Suru is our verb meaning “to do”. It is irregular as well. I’ll be providing a link to a paradigm so that you can see the conjugations.

It would be regular of its dictionary form, the present affirmative, was “Shiru”, with it being a -ru verb. So the only thing making it irregular is the present affirmative. I’m not exactly sure why this is the case. It could be that Suru was once Shiru but then got turned into Suru because there are already many other verbs that are Shiru (like “to know”)

Kuru and Iku

Kuru means “to come” and Iku means “to go”. Kuru has the same issue with Suru where the stem is very small and that /u/ turns into an /i/ at many points. However, that /u/ will also sometimes turn into an /o/, making it more irregular. (For the paradigm of Kuru, like with Suru, keep to the first one. Kuru is a homophone to another verb meaning “to turn [pages]”, which is completely regular.) The only think irregular about Iku is its -Te and Past Affirmative forms, which are Itte/Itta instead of Iite/iita.

Periphrastic Progressive Aspect

Periphrastic means that it requires a certain construction rather than a certain conjugation. In plainer terms, it means you need some extra words to get to a certain meaning.

Progressive Aspect is the difference between “He ran.” and “He was running.”, the latter having progressive aspect.

In Japanese, the progressive aspect helps keep verbs explicitly in the present, rather than in the future, and helps create an imperfect tense instead of a perfect tense in the past. Here’s what I mean by that:

The construction is Te-Form Verb + Iru

Taberu= [he/she] eats/ [he/she] will eat
Tabete Iru= [he/she] is eating

The ambiguity of present or future leaves with progressive aspect.

Tabeta= [he/she] ate
Tabete Ita= [he/she] was eating

With the progressive aspect, we have a dimension of movement that does not exist in the simple past, which functions like a perfect tense verb (have X’ed).

In these constructions, the verb Iru is the main verb and takes conjugations for tense (as we have seen) and for affirmation/negation as needed. (And it can take the Teineigo suffix if needed as well, of course)

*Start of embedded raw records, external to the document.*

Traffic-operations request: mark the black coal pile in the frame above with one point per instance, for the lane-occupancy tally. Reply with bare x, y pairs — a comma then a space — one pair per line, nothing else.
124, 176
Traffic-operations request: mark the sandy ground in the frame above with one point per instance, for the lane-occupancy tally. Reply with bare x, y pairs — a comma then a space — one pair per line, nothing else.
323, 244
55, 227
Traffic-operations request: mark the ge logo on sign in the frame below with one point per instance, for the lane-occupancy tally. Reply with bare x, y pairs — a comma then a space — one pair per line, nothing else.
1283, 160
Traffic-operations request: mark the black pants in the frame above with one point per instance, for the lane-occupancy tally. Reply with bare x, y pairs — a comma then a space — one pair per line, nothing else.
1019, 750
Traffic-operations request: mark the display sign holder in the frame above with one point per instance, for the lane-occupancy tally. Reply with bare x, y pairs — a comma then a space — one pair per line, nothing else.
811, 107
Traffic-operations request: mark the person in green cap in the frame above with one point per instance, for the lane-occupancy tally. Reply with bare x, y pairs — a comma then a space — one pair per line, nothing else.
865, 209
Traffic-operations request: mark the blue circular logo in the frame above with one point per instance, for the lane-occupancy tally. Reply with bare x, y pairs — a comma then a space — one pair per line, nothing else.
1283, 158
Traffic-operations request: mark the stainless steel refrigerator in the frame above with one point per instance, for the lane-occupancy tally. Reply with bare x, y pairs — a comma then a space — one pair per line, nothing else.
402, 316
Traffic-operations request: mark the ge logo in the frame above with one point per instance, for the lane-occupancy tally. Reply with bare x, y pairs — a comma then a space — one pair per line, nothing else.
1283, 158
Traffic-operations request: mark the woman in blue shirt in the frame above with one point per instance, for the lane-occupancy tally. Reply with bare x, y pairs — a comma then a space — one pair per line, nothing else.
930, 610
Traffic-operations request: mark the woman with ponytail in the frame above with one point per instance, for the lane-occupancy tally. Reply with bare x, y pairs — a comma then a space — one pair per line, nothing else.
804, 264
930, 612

Periphrastic Polite Imperative

I’m only adding this because it’s so popular and you’ve probably heard it already.

There is a verb: Kudasaru, which is the Sonkeigo version of “to give” (otherwise known as “kureru”. When paired in its stem form, “Kudasai” with a verb X in the Te Form, we get the phrase “Please X”

Tabete Kudasai= Please Eat
Nonde Kudasai= Please Drink
Shinde Kudasai= Please Die
Itte Kudadasai= Please Go
Matte Kudasai= Please Wait

You get the idea.

Now we’re done. No more. Those are the basics. Everything else we’ll pick up bit by bit, filling in the gaps. It’s a lot, I know. But we’re going to be revisiting all of this. So don’t worry.